Fitting normalizing flows with Bijectors.jl

Hi!

I’d like to fit a normalizing flow to some data using Bijectors.jl. I’m a bit lost because I couldn’t find any complete examples. This is what I managed to do so far:

using Bijectors
using KernelDensity
using StatsPlots
using ReverseDiff

function test_nf()
    # some data + plotting
    data = reduce(vcat, [(x, sin(10*x) + exp(-y)) for x in 0.0:0.001:1.0, y in 0.0:0.1:1.0])
    dens = kde(([data[i][1] for i in 1:length(data)], [data[i][2] for i in 1:length(data)]))
    plot(dens)

    # normalizing flow
    base_dist = MvNormal(zeros(2), ones(2))

    layers = reduce(∘, [
        PlanarLayer(2, ReverseDiff.track)
        for i in 1:5
    ])
    flow = transformed(base_dist, layers)

    # how to fit parameters?
end

Readme of Bijectors.jl explains how to do a forward pass or obtain a gradient but not how to update the weights. Could I maybe use Flux for optimization?

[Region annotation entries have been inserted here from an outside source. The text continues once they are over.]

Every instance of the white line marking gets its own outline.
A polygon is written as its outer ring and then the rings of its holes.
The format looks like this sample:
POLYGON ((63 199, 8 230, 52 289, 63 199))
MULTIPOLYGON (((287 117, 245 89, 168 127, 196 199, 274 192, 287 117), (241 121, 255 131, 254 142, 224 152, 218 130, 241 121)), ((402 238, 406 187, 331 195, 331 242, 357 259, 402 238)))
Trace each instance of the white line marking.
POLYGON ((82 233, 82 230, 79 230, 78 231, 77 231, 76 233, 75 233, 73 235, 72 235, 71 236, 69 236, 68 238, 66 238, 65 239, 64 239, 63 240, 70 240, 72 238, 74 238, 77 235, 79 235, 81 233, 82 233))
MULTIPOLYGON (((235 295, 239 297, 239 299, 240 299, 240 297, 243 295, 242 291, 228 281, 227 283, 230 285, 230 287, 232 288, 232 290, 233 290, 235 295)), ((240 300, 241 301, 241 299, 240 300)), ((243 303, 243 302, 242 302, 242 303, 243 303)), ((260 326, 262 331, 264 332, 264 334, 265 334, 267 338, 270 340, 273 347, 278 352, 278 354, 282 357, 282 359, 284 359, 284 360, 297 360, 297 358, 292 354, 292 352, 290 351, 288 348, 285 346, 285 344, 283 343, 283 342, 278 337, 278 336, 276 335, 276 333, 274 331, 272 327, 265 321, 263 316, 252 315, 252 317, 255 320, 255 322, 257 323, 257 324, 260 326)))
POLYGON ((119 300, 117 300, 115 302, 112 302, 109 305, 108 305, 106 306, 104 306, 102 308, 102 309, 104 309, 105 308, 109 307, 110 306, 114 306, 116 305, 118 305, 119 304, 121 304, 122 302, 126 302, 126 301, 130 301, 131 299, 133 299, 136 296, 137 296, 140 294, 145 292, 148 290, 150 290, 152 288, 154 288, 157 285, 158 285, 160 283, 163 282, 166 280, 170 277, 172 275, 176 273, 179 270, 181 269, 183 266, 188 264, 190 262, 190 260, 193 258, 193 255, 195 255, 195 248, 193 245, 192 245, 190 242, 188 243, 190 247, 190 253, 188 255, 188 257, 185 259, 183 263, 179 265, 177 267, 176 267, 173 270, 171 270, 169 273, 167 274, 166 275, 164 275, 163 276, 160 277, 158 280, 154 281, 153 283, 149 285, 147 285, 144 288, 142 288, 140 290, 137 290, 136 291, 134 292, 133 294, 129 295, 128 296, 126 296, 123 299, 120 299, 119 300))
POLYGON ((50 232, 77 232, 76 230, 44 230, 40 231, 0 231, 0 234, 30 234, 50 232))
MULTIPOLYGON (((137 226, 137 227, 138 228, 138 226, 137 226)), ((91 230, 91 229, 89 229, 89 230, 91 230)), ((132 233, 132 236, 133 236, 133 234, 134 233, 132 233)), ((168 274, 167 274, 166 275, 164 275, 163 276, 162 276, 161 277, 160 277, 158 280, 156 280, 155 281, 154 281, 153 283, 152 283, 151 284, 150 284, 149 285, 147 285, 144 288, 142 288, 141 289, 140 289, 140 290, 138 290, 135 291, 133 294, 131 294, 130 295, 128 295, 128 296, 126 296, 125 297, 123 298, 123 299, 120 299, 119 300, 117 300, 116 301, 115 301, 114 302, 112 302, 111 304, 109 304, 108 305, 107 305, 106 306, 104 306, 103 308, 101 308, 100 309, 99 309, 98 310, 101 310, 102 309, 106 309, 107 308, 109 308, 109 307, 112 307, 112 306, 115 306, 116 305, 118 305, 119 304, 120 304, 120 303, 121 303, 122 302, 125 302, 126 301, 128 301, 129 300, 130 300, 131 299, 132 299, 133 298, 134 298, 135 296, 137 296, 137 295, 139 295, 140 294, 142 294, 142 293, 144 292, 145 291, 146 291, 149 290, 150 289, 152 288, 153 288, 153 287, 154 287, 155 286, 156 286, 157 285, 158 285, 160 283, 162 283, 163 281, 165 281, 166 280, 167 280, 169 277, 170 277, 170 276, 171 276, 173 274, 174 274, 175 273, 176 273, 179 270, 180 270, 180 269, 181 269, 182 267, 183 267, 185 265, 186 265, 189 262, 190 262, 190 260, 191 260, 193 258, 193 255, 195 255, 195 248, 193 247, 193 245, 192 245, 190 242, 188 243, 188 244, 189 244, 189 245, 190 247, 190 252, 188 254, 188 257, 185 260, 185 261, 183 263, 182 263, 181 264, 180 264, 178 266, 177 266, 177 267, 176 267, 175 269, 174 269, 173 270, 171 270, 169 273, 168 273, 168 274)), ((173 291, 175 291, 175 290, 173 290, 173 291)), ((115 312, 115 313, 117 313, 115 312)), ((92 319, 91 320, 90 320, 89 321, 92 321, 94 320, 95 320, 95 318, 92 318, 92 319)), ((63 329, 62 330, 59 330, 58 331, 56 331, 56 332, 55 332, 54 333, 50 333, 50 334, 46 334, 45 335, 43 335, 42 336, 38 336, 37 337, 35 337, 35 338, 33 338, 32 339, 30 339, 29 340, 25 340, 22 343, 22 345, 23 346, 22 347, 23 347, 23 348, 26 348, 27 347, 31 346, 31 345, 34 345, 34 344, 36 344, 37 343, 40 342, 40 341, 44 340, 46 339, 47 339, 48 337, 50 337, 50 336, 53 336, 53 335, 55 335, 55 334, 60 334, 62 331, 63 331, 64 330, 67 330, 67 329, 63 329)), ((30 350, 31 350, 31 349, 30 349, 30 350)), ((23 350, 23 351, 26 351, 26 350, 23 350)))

Could I maybe use Flux for optimization?

Yes:)

Bijectors.jl implements Functors.functor, which is what’s being used by Flux.jl to get the parameters. Therefore you can follow their approaches to updating the parameters.

For an objective, it depends on what you want to do, e.g. in this case I’m guessing maximum likelihood is easiest.

And we should have a tutorial for this, but we’re unfortunately still not quite there with updating our Tutorial-pipeline which is needed before we start adding more :confused:

1 Like

OK, I tried writing something myself but it doesn’t seem to converge. Do you know what the problem might be? Here is my code:

using Bijectors
using KernelDensity
using StatsPlots
using ReverseDiff
using Flux
using StatsBase

function test_nf()
    d = MvNormal(zeros(2), ones(2));

    data_tuples = reduce(vcat, [(x, sin(10*x) + exp(-y)) for x in 0.0:0.001:1.0, y in 0.0:0.1:1.0])
    data = map(x -> [x...], data_tuples)
    dens = kde(([d[1] for d in data], [d[2] for d in data]))
    plot(dens)

    base_dist = MvNormal(zeros(2), ones(2))

    layers = reduce(∘, [
        PlanarLayer(2)
        for i in 1:32
    ])
    flow = transformed(base_dist, layers)

    function nf_loss(y)
        return -sum(map(x-> logpdf(flow, x), y))
    end

    # fitting
    opt = ADAM(0.1)

    # training loop
    for i in 1:10_000
        minibatch = sample(data, 32)
        # Calculate the gradients of the parameters
        # with respect to the loss function
        grads = Zygote.gradient(() -> nf_loss(minibatch), Flux.params(flow))
      
        # Update the parameters based on the chosen
        # optimiser (opt)
        Flux.Optimise.update!(opt, Flux.params(flow), grads)
    end

    data_posterior = [rand(flow) for i in 1:10_000]
    dens_posterior = kde(([dp[1] for dp in data_posterior], [dp[2] for dp in data_posterior]))
    plot(dens_posterior)
end

I tweaked some parameters and gave it more time for fitting and it works :tada: . I’ll try polishing it a bit and put the result here.

2 Likes

I’m not sure what to put here. It works but ultimately this is a poor method since gradient calculation is extremely slow due to the paritioning of parameters into lots of very small arrays. I’ll keep trying with bijectors with more parameters per input.

2 Likes

I would appreciate if you can post here. :wink:

Best,
Honza

Well, I tried Tensorflow probability and a random FFJORD-based architecture from some example was fitted to my test distribution within minutes. I’m really impressed. And they have decent documentation. Julia is much more flexible but tensorflow may be good enough for my application.